No habrá comunidades humanizadoras ni verdadera sociedad sino desde ese horizonte. Y no habrá ejercicio político verdaderamente democrático y humanizador sin que cada uno de los ciudadanos pongamos en común nuestros haberes, inhibiendo nuestra mismidad, para que se constituyan y funcionen verdaderos cuerpos sociales donde todo es de todos y de nadie en particular, que en eso consiste el bien común. Si no inhibimos nuestro nombre, cada quien pide privilegios y si se inhibe, pero no se pone en común, el que lo hace vive como un parásito.

Nuestros votos van en la dirección de que cada quien nos preguntemos por nuestra consistencia personal y nuestra participación en el bien común, de manera que lleguemos a comprender que si no adquirimos verdadera consistencia personal, si no estamos dirigidos al cultivo del bien en todos los órdenes e infaltablemente en el del bien común, seremos, bien una paja que se mueve al viento que sopla, bien seres entregados a pasiones subalternas como el dinero, el poder o el placer, que solo tienen sentido cuando son meros medios para vivir y dar vida y para expresar nuestro amor.

En Navidad celebramos el nacimiento de Jesús de Nazaret, que no tuvo casa ni cuna para nacer, pero que enriqueció con su pobreza a todos los que se abrieron a él. No tuvo cosas para darles, pero se dio a sí mismo, estimulando sus mejores energías para que llegaran a dar lo mejor de sí.

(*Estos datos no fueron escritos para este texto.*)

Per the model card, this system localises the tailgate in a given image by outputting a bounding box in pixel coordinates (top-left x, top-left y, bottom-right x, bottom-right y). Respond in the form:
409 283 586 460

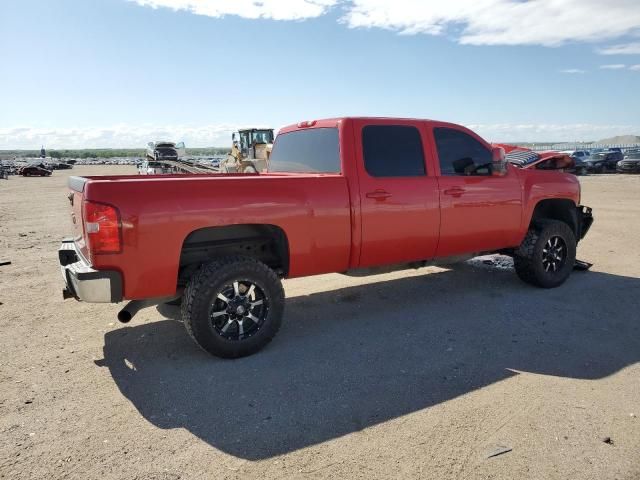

Se encontró con un pueblo que estaba contra el suelo de tanta carga y con su compañía alentadora logró que se pusiera en pie, que se movilizara, que le echara cabeza y se atreviera a expresar su opinión en voz alta ante las autoridades.

La consistencia personal para vivir como vivió y hacer lo que hizo le vino de su amor inquebrantable de hermano para con todos, incluso con los que lo persiguieron y torturaron, y de estar siempre en manos de Dios, como un verdadero Hijo. Eso proponemos y deseamos a todos nuestros conciudadanos, a los que consideramos como verdaderos hermanos, incluso a nuestros hermanos que nos excluyen y amenazan para conservar estérilmente el poder.